A binary program implemented by Common Gateway Interface can access various data about incoming HTTP requests. This includes the URL, the header, the query string, and the HTTP method, as well as the IP address of the remote client.
No server software is required to provide all the data as it is. Allows the CGI specification server to exclude headers from the environment variables. This means avoiding sensitive information such as authentication header values or avoiding redundancy when the same information can be accessed using a dedicated variable.
In addition to request data, CGI-Aware servers must also provide various details about themselves. This includes the host server name and the software version. Scripts can use these details as they see fit.
Information is sent from the server to the CGI program in the form of environment variables. The program accesses it just like any other environment variable. The server executes the program as a child process, setting environment variables before calling the executable.
There is data that is not passed on as an environment variable. The body of the request will be given special treatment, as it will be too long. This will redirect you to your standard input stream in the script. All data available through the CONTENT_LENGTH environment variable will be reported to the script.
Once the script processing is complete, the CGI script delivers the HTTP response to the server. It must be a complete HTTP response with a header and optional content. The script responds to its standard output stream. The server then sends the response to the client via an HTTP connection.
Where does CGI stand today?
CGI helped create the modern web. It provided a very easy way to create dynamic server-side scripts using technologies from the mid-1990s. The web page is no longer a static HTML file.
The simplicity of the Common Gateway Interface has helped maintain it for decades to come. CGI scripts are in use, especially in older applications based on older languages. However, technology has not stopped; CGI has been replaced by modern alternatives that fit well into today’s web.
Traditional CGI creates an overhead that becomes increasingly problematic. CGI scripts are reloaded with each request, creating a new process of emptying resources on high-traffic sites.

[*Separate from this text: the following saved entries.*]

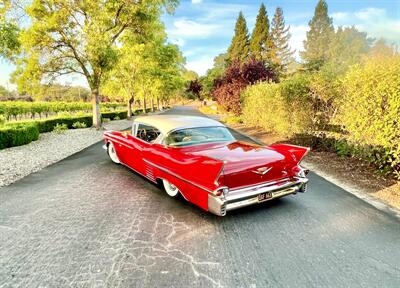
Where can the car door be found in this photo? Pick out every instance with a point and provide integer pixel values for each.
(139, 142)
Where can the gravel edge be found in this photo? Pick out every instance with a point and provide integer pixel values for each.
(18, 162)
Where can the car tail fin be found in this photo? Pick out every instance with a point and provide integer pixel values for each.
(297, 153)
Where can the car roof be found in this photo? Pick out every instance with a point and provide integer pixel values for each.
(167, 123)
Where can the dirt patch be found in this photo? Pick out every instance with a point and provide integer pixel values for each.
(351, 172)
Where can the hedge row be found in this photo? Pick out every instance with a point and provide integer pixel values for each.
(24, 132)
(18, 108)
(18, 134)
(363, 106)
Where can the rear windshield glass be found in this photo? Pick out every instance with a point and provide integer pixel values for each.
(196, 136)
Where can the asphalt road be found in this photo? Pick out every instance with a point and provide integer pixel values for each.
(86, 222)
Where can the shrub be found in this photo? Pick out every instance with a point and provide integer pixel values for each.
(112, 115)
(232, 120)
(47, 125)
(78, 125)
(2, 120)
(60, 128)
(18, 134)
(283, 108)
(370, 110)
(237, 76)
(20, 108)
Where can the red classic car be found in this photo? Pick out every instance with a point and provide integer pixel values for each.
(199, 158)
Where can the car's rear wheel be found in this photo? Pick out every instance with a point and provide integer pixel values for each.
(171, 189)
(111, 152)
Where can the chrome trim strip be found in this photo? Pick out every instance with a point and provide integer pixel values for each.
(249, 192)
(252, 186)
(254, 200)
(246, 197)
(139, 173)
(176, 175)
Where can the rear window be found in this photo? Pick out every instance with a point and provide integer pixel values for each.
(196, 136)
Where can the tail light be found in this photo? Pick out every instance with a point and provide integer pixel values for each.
(220, 191)
(300, 171)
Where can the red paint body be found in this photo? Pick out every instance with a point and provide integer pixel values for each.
(201, 169)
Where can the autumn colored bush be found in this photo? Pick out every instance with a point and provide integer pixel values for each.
(237, 77)
(370, 111)
(283, 108)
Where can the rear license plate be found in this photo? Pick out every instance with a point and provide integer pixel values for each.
(264, 196)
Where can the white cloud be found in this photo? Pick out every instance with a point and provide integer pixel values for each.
(298, 35)
(337, 16)
(374, 21)
(200, 65)
(184, 28)
(370, 13)
(178, 41)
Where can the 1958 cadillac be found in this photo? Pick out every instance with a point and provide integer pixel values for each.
(199, 158)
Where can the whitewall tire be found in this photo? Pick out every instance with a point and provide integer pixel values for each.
(112, 153)
(171, 189)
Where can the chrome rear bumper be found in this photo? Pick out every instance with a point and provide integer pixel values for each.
(242, 197)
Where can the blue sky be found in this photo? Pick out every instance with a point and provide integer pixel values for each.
(204, 28)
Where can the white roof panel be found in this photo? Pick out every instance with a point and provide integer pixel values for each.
(166, 123)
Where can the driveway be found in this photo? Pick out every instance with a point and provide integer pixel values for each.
(86, 222)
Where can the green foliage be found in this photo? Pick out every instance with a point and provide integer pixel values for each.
(280, 54)
(347, 47)
(2, 120)
(279, 108)
(79, 125)
(260, 38)
(115, 114)
(318, 38)
(9, 42)
(14, 109)
(47, 125)
(232, 119)
(370, 110)
(214, 73)
(18, 134)
(239, 48)
(60, 128)
(68, 37)
(210, 110)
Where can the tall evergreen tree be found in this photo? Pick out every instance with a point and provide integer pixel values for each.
(239, 49)
(280, 53)
(260, 38)
(318, 37)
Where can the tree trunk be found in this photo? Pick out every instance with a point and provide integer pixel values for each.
(152, 104)
(96, 108)
(130, 102)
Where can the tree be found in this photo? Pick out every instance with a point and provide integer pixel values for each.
(239, 48)
(212, 74)
(9, 32)
(69, 37)
(318, 38)
(194, 88)
(260, 38)
(280, 54)
(146, 71)
(347, 47)
(380, 48)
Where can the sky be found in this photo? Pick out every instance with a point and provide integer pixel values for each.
(204, 28)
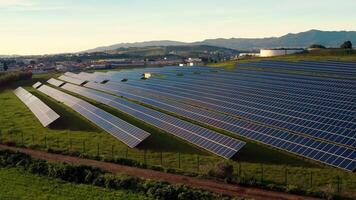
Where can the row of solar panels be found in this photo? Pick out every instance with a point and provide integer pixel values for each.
(204, 138)
(317, 67)
(205, 83)
(125, 132)
(42, 112)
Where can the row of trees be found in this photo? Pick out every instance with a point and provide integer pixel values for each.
(345, 45)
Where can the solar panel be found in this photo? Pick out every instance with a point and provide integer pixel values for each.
(55, 82)
(36, 85)
(337, 110)
(125, 132)
(71, 80)
(216, 143)
(313, 117)
(337, 68)
(262, 134)
(43, 113)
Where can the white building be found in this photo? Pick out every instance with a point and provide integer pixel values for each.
(279, 52)
(147, 75)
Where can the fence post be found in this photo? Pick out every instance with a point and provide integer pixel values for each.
(198, 163)
(98, 150)
(161, 158)
(338, 184)
(112, 151)
(22, 139)
(240, 170)
(83, 146)
(179, 160)
(144, 156)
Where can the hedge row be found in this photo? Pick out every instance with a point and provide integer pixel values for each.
(90, 175)
(9, 77)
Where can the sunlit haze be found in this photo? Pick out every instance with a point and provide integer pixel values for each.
(46, 27)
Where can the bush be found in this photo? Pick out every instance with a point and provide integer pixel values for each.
(346, 45)
(222, 170)
(98, 177)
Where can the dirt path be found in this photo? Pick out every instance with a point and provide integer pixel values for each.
(214, 186)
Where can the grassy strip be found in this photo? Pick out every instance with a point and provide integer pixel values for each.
(21, 184)
(100, 178)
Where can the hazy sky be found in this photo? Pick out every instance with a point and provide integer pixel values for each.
(48, 26)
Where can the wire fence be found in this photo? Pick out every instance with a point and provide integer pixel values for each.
(294, 178)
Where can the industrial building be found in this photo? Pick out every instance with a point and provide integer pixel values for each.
(279, 52)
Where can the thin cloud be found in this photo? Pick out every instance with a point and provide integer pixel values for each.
(16, 3)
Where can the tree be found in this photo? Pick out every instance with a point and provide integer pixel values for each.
(317, 46)
(346, 45)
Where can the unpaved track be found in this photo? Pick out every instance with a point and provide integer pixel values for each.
(214, 186)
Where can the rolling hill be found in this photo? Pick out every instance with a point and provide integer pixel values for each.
(303, 39)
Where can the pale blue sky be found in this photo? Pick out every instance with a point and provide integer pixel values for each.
(47, 26)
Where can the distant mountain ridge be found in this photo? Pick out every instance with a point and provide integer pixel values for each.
(303, 40)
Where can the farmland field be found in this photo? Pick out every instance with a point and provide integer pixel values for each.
(24, 185)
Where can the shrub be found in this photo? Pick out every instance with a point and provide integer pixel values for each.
(9, 77)
(97, 177)
(222, 170)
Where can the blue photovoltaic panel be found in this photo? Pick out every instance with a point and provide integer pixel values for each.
(125, 132)
(36, 85)
(310, 116)
(43, 113)
(71, 80)
(204, 138)
(55, 82)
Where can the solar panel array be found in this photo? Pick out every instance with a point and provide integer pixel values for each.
(209, 140)
(43, 113)
(125, 132)
(55, 82)
(333, 67)
(313, 117)
(36, 85)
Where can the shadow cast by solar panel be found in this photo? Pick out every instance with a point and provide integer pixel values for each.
(161, 142)
(68, 120)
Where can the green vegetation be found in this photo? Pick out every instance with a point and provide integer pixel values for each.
(75, 135)
(314, 55)
(346, 45)
(317, 46)
(98, 177)
(7, 78)
(20, 184)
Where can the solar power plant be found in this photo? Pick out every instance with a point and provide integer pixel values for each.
(36, 85)
(266, 135)
(55, 82)
(317, 108)
(71, 80)
(209, 140)
(43, 113)
(311, 66)
(125, 132)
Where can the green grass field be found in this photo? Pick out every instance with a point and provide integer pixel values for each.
(19, 184)
(74, 133)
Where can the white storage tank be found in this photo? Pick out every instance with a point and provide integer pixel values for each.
(279, 52)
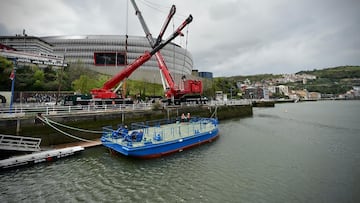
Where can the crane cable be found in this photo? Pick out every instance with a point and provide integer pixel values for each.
(46, 121)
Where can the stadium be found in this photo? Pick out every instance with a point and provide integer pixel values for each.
(108, 54)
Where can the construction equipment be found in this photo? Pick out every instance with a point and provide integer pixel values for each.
(106, 91)
(192, 89)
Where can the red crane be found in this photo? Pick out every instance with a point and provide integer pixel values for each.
(106, 91)
(192, 88)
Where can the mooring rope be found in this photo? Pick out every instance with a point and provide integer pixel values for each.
(65, 133)
(215, 113)
(73, 128)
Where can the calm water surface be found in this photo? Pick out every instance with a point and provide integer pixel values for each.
(304, 152)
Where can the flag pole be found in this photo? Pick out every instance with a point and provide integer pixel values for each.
(13, 85)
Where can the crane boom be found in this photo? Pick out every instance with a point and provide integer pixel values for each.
(159, 58)
(105, 91)
(192, 88)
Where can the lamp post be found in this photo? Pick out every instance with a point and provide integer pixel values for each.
(12, 77)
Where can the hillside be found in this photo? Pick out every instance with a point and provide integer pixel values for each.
(340, 72)
(336, 80)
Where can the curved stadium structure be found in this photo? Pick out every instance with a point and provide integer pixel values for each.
(108, 54)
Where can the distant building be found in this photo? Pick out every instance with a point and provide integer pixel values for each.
(208, 75)
(254, 93)
(29, 44)
(29, 50)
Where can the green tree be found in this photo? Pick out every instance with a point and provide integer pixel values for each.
(39, 77)
(6, 67)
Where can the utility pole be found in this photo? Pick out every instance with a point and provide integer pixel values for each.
(12, 77)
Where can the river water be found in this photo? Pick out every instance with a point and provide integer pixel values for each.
(303, 152)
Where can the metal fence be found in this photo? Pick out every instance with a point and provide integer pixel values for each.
(25, 110)
(33, 110)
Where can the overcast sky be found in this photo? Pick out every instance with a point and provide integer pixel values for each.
(226, 37)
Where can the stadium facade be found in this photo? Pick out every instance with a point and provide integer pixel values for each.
(108, 54)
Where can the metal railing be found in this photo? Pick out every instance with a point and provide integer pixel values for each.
(19, 143)
(27, 110)
(33, 110)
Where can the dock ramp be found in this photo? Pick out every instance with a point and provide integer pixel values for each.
(19, 143)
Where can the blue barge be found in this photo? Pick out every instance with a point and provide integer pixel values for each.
(157, 138)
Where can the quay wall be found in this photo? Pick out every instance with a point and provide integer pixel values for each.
(33, 127)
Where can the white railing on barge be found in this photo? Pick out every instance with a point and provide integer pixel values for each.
(19, 143)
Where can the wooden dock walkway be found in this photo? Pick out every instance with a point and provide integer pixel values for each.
(93, 143)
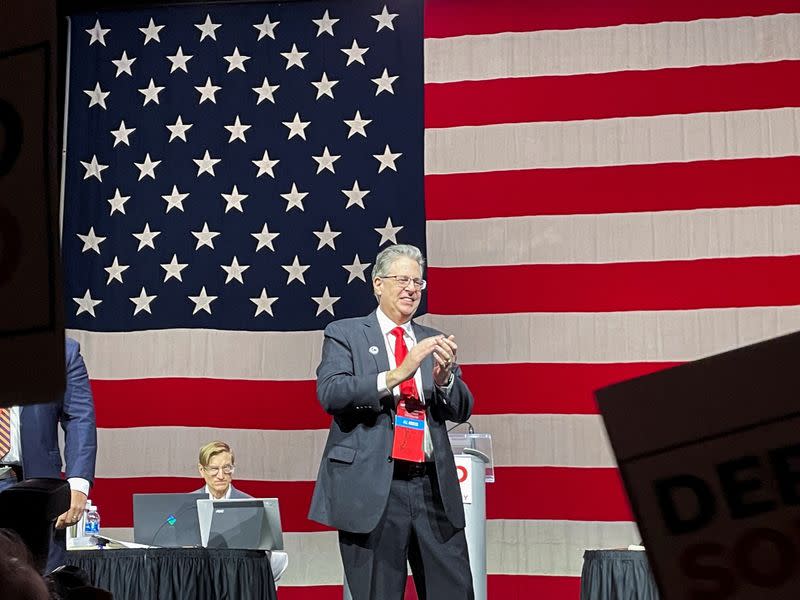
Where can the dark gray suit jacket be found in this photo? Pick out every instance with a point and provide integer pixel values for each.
(355, 473)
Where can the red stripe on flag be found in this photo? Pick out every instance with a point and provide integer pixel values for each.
(525, 587)
(450, 18)
(189, 402)
(615, 189)
(668, 285)
(553, 389)
(557, 493)
(565, 499)
(550, 388)
(620, 94)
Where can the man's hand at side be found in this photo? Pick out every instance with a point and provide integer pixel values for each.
(75, 511)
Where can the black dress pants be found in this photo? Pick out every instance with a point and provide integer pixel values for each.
(414, 528)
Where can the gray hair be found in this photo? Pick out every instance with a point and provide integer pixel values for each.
(390, 254)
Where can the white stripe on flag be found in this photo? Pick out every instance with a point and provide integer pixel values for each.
(635, 336)
(621, 237)
(620, 141)
(274, 355)
(167, 451)
(608, 49)
(640, 336)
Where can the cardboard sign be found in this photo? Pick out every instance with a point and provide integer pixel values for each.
(31, 320)
(710, 455)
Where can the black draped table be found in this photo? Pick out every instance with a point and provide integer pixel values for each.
(178, 573)
(617, 575)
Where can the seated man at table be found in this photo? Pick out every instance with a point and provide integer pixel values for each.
(216, 466)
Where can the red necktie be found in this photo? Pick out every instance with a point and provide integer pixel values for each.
(5, 431)
(408, 441)
(408, 389)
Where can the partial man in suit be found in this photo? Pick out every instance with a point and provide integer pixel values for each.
(216, 465)
(387, 480)
(29, 445)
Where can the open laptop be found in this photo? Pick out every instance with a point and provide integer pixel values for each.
(168, 520)
(243, 523)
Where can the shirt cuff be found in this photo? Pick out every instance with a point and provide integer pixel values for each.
(382, 389)
(79, 484)
(448, 386)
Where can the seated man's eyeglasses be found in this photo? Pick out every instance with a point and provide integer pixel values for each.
(227, 469)
(404, 280)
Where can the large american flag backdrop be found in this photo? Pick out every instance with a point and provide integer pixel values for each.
(602, 189)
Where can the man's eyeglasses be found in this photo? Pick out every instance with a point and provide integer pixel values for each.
(227, 469)
(404, 280)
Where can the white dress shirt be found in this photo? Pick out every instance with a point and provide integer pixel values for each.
(226, 496)
(386, 325)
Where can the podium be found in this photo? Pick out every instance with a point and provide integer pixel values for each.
(473, 456)
(474, 463)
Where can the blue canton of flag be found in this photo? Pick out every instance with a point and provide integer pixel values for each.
(239, 166)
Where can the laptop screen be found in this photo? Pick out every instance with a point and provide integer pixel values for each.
(246, 523)
(167, 520)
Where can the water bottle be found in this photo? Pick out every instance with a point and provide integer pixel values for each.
(92, 526)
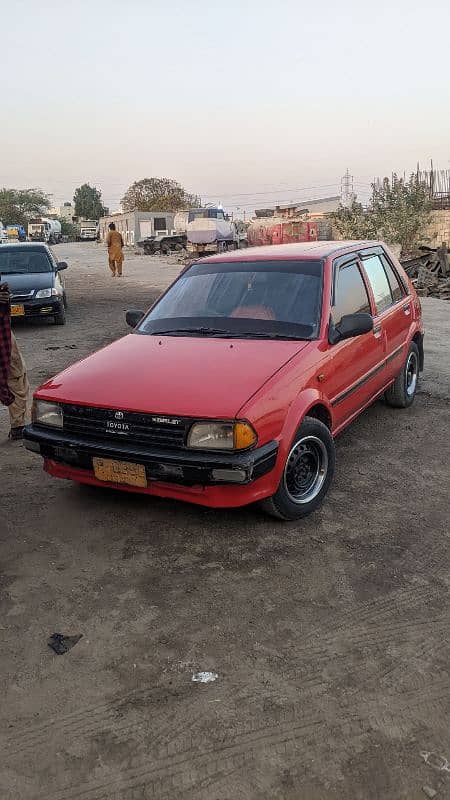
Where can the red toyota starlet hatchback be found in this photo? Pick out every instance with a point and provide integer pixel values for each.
(231, 388)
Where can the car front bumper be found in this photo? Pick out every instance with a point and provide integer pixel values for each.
(216, 479)
(44, 307)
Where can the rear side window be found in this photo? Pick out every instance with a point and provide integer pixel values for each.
(379, 282)
(397, 290)
(351, 294)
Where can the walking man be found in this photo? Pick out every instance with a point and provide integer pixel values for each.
(115, 250)
(13, 375)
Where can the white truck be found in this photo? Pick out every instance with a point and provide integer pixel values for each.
(44, 230)
(88, 230)
(209, 230)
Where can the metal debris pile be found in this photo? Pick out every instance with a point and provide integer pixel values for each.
(430, 272)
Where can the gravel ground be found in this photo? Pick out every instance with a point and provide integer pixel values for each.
(329, 637)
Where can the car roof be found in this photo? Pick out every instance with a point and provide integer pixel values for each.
(24, 246)
(298, 250)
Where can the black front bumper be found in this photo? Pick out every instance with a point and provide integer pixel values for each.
(45, 307)
(181, 466)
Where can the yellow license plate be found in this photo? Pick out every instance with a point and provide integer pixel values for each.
(106, 469)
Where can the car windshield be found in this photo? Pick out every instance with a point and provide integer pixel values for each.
(246, 299)
(22, 262)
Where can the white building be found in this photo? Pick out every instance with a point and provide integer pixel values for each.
(66, 211)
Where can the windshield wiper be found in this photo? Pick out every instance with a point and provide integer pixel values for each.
(263, 335)
(199, 331)
(204, 331)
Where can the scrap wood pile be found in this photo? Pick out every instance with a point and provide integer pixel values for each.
(430, 272)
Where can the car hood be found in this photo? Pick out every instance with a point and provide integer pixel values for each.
(20, 282)
(198, 377)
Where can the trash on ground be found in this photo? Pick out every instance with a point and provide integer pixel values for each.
(205, 677)
(61, 644)
(438, 762)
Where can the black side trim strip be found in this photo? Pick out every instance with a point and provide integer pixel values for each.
(357, 385)
(366, 378)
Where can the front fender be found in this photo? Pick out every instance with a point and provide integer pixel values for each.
(278, 422)
(297, 411)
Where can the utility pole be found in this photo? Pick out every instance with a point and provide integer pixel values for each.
(347, 192)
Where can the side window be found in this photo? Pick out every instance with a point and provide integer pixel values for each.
(351, 294)
(397, 290)
(379, 282)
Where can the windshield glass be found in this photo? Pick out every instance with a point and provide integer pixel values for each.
(242, 299)
(13, 262)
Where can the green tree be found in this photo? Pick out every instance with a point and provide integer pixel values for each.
(353, 222)
(158, 194)
(399, 213)
(88, 202)
(18, 206)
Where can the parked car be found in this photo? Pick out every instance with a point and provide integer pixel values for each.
(34, 277)
(233, 386)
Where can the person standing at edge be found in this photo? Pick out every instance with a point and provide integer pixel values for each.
(13, 375)
(115, 250)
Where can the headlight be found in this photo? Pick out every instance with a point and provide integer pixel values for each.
(46, 293)
(221, 436)
(45, 413)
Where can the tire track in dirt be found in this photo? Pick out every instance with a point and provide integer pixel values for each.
(248, 743)
(91, 719)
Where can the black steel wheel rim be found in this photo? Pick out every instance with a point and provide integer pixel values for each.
(306, 469)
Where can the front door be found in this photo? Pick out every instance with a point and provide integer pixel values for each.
(357, 364)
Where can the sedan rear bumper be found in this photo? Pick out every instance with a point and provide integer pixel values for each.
(189, 475)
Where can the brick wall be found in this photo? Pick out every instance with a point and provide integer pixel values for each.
(439, 228)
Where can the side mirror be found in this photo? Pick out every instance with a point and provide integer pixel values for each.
(133, 317)
(350, 325)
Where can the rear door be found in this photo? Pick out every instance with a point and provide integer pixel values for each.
(357, 364)
(393, 307)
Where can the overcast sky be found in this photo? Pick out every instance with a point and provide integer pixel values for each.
(245, 102)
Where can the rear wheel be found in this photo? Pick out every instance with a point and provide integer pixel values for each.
(307, 473)
(403, 391)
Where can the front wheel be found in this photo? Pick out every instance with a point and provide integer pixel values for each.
(403, 391)
(60, 317)
(307, 473)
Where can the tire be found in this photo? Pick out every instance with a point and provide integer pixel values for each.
(403, 391)
(60, 317)
(312, 453)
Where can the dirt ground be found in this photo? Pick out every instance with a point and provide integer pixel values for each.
(330, 637)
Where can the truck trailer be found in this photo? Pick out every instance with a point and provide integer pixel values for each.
(44, 230)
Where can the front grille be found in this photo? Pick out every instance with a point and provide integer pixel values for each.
(128, 426)
(15, 296)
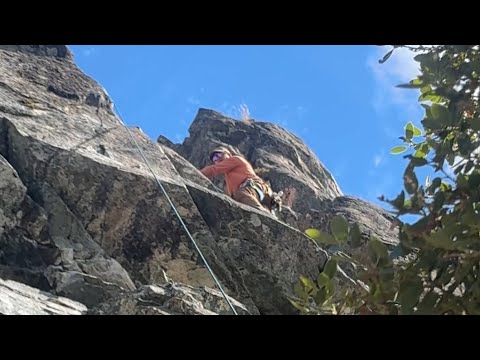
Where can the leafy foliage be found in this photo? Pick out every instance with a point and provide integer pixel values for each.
(435, 267)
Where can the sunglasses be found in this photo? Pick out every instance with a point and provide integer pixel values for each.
(217, 156)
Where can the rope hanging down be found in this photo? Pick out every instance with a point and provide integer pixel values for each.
(176, 212)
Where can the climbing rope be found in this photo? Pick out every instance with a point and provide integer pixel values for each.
(176, 212)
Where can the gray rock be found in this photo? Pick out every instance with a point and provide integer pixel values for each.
(20, 299)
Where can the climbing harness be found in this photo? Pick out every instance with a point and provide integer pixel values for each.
(176, 212)
(251, 183)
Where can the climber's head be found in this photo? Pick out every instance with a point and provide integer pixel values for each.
(220, 154)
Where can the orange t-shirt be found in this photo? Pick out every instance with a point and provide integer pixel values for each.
(236, 170)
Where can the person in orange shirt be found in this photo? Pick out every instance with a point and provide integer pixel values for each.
(242, 184)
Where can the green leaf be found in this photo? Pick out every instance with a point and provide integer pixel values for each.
(410, 290)
(330, 268)
(427, 304)
(321, 237)
(440, 239)
(398, 150)
(475, 124)
(410, 180)
(474, 180)
(307, 283)
(409, 131)
(355, 236)
(418, 162)
(419, 154)
(417, 131)
(378, 251)
(440, 114)
(430, 123)
(339, 227)
(297, 305)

CGI is also limited in terms of the control it provides for scripts. The script can only detect the content of the response file sent back to the client. They do not affect any other part of the HTTP Exchange, such as authentication or session management.
Finally, there are security issues. CGI scripts are usually executed as a server’s child process. This means that the server must be protected from script interference. Improper settings can give unwanted access to scripts to other server-managed resources, such as configuration and log files.
Many problems with CGI have been solved with new interface technologies. Fast CGI was created to reduce the CGI overload problem. It works similarly to CGI but does not create a new process for each request. Instead, the Fast CGI server operates independently of the web server, performing its own continuous processes used to host CGI scripts.
Elsewhere, different programming languages implement their own server interfaces. These are usually integrated directly into the webserver via optional modules. An example is Apache mod_phpes mod_perl, which provides native support for programming languages without using CGI (both can be used via CGI).
Despite the existence of these mechanisms, CGI is still relevant. The simplicity behind its design influenced subsequent attempts to improve the overall structure. Although you may not encounter CGI every day on modern web systems, major web servers still support it and it is unlikely to ever change.